You are the secretary general of the Model U.N. program, what does that mean?
Each year the Model U.N. conference is planned and carried out by three students. These students fill the roles of Secretary General, Coordinator General and Director General, who are known as the “Big 3.” It is an immense task to take on and is truly a huge job. The students contact high schools around the area, invite them to the conference, assign them countries, and plan the entire conference. It was wonderful to be trusted to carry out such a huge task and it was even better to see that we did it successfully. Allie Briggs is this year’s Coordinator General, and Leonel Gonzalez is the Director General.
Why did you all choose the theme “Globalization: Peace, Security, and Development?”

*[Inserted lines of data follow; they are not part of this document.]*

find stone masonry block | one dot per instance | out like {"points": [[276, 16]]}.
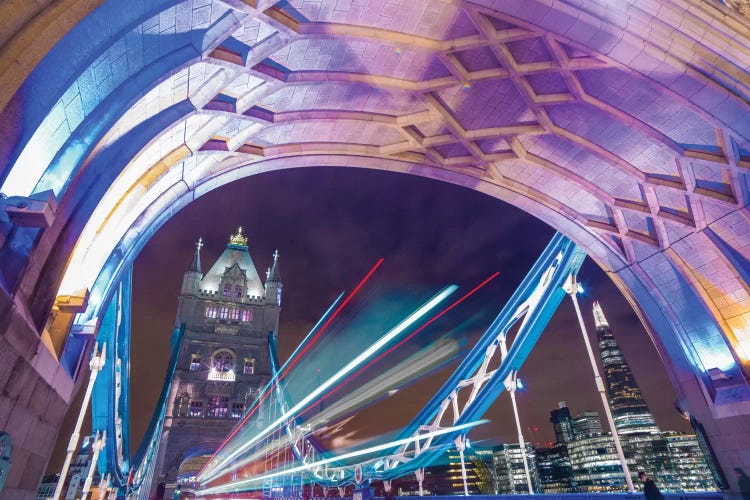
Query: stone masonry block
{"points": [[40, 397], [8, 358], [19, 459], [40, 438], [21, 382], [20, 423], [6, 407], [56, 409], [33, 471]]}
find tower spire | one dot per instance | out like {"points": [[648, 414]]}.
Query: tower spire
{"points": [[599, 318], [196, 264], [274, 274]]}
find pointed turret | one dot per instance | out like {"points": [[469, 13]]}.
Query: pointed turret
{"points": [[192, 277], [196, 264], [233, 275], [273, 282], [599, 318]]}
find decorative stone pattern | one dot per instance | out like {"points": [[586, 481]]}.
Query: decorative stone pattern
{"points": [[623, 124]]}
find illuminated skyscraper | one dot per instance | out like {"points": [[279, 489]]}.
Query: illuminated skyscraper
{"points": [[629, 409], [562, 423], [587, 424]]}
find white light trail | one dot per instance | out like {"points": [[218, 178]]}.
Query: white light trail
{"points": [[214, 471], [394, 377], [236, 485]]}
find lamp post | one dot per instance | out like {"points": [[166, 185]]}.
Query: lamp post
{"points": [[96, 364]]}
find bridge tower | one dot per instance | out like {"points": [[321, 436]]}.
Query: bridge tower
{"points": [[228, 316]]}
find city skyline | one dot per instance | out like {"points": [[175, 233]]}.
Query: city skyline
{"points": [[461, 238]]}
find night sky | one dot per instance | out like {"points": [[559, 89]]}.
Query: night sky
{"points": [[330, 226]]}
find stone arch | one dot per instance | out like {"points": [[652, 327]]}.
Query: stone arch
{"points": [[576, 114]]}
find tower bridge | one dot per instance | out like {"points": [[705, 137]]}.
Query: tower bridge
{"points": [[624, 125]]}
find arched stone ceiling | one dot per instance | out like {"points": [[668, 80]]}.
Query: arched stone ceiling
{"points": [[623, 124]]}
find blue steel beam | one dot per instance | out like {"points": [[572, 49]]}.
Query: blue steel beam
{"points": [[148, 452], [110, 401], [534, 302]]}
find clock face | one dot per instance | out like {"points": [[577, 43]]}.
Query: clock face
{"points": [[223, 361]]}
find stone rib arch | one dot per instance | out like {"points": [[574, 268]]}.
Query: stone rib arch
{"points": [[658, 229]]}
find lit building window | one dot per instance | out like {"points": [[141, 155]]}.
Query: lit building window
{"points": [[249, 366], [237, 410], [196, 408], [222, 366], [218, 407], [195, 362]]}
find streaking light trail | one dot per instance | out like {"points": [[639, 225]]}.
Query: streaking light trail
{"points": [[395, 377], [216, 470], [236, 485], [410, 336], [293, 360]]}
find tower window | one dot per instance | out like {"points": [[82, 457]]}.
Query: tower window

We actually had a very hard time picking our theme. We wanted it to reflect what is going on in the world’s political climate today. After going through and deciding against many topics including environmental and defense concerns, we settled on “Globalization: Peace, Security, and Development. Globalization” is something that we, as the Big 3, recognized that we wanted to have as a theme which pertained to all U.N. member states, large and small. Globalization is a phenomenon, which affects all countries, so we thought it would be a unifying theme. Peace, Security and Development just naturally came out of globalization. We thought of the ways in which globalization may change the world, and those three topics seemed to be important.
What was the cultural event portion of the event about?
Each year the Model U.N. conference has a keynote speaker. This address is open to the public and counts as a cultural event. This year the keynote speaker was Isaac Wohl. We were especially glad to have Wohl since his father, Dr. David Wohl, is the Dean of the College of Visual and Performing Arts here at Winthrop. Wohl worked in the Peace Corps in Uganda, and was able to share about that with students. I think the high school and college students alike were able to relate to Wohl and were very interested in what he had to say. Wohl currently works as an International Trade Analyst at the World Bank, so he had some experience speaking about how Globalization can affect peace and security. The students loved to hear from him about what it is like to travel internationally, and I think he sparked an interest in the Peace Corps and study abroad in many students.